AliceVision: How efficient is OpenACC for GPU programming?
Mixed Reality is merging virtual elements in a natural way into the people's perception of the real world. Mixed Reality is something that we have come to consider quite normal in movies, where tiny film sets are extensively extended and modified using hundreds of working hours and large compute clusters. Can we provide an open source solution that works on a wide variety of computers using the OpenACC language extensions to provide good readability efficient the parallelization? How to combine OpenACC and CUDA?
Depth mapping stage in the AliceVision Meshroom
A lot of parallel processing work these days relies on large compute clusters to solve data-intensive problems. What we frequently forget is that desktops and laptops are actually quite capable of solving moderately hard problems when we really use their resources.
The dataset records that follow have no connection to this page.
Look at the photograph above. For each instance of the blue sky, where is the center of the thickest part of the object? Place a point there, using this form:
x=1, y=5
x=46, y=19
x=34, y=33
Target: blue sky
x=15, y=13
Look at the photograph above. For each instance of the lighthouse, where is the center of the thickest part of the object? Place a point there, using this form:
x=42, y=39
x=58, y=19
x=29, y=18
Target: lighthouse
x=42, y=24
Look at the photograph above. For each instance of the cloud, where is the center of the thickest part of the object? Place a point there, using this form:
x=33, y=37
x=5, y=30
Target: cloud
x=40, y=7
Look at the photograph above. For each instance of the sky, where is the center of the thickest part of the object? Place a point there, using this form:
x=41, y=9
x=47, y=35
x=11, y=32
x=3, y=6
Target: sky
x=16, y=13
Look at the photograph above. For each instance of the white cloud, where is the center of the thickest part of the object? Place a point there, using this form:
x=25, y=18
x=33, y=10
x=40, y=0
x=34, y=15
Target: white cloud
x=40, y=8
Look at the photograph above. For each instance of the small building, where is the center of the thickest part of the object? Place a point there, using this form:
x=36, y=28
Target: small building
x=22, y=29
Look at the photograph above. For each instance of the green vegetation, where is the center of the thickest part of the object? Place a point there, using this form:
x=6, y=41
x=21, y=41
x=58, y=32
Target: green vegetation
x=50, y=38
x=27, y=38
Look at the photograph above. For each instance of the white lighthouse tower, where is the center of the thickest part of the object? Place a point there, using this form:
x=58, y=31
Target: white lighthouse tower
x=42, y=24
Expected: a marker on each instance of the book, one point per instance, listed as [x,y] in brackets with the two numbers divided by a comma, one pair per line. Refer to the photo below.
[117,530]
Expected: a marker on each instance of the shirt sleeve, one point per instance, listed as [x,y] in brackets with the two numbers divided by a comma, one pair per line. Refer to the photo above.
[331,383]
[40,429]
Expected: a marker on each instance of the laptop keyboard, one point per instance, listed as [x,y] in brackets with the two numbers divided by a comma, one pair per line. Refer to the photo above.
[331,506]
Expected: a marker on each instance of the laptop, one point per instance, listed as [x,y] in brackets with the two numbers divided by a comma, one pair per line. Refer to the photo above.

OpenACC is a language extension that can provide compiler-assisted parallelization on CPUs, GPUs and Xeon Phis, as well as parallelization that uses CPU and GPU at the same time. However, it is meant for ease of use, not for ultimate performance. We want to know the performance price that we pay for this ease of use, using a free and open source 3D reconstruction software as an example.
In two stages of AliceVision Meshroom, an open-source 3D reconstruction software, we have contributed CUDA code to make 3D reconstruction from photos on a single computer feasible. Unfortunately, this ties the very important DepthMapping stage of Meshroom to computers with NVidia cards.
OpenACC is supported by many researchers and practitioners, and available for various platforms (although no OpenACC compiler supports all parallel programming platforms).
OpenACC appears capable of providing an alternative to our DepthMapping implementation, with an unknown performance cost. An OpenACC version would (at least) lose the ability to use the GPU's texture engine, but other challenges remain to be uncovered.
The goal of this project is to replace CUDA kernels with an OpenACC formulation throughout the DepthMapping code, and evaluate the performance penalty.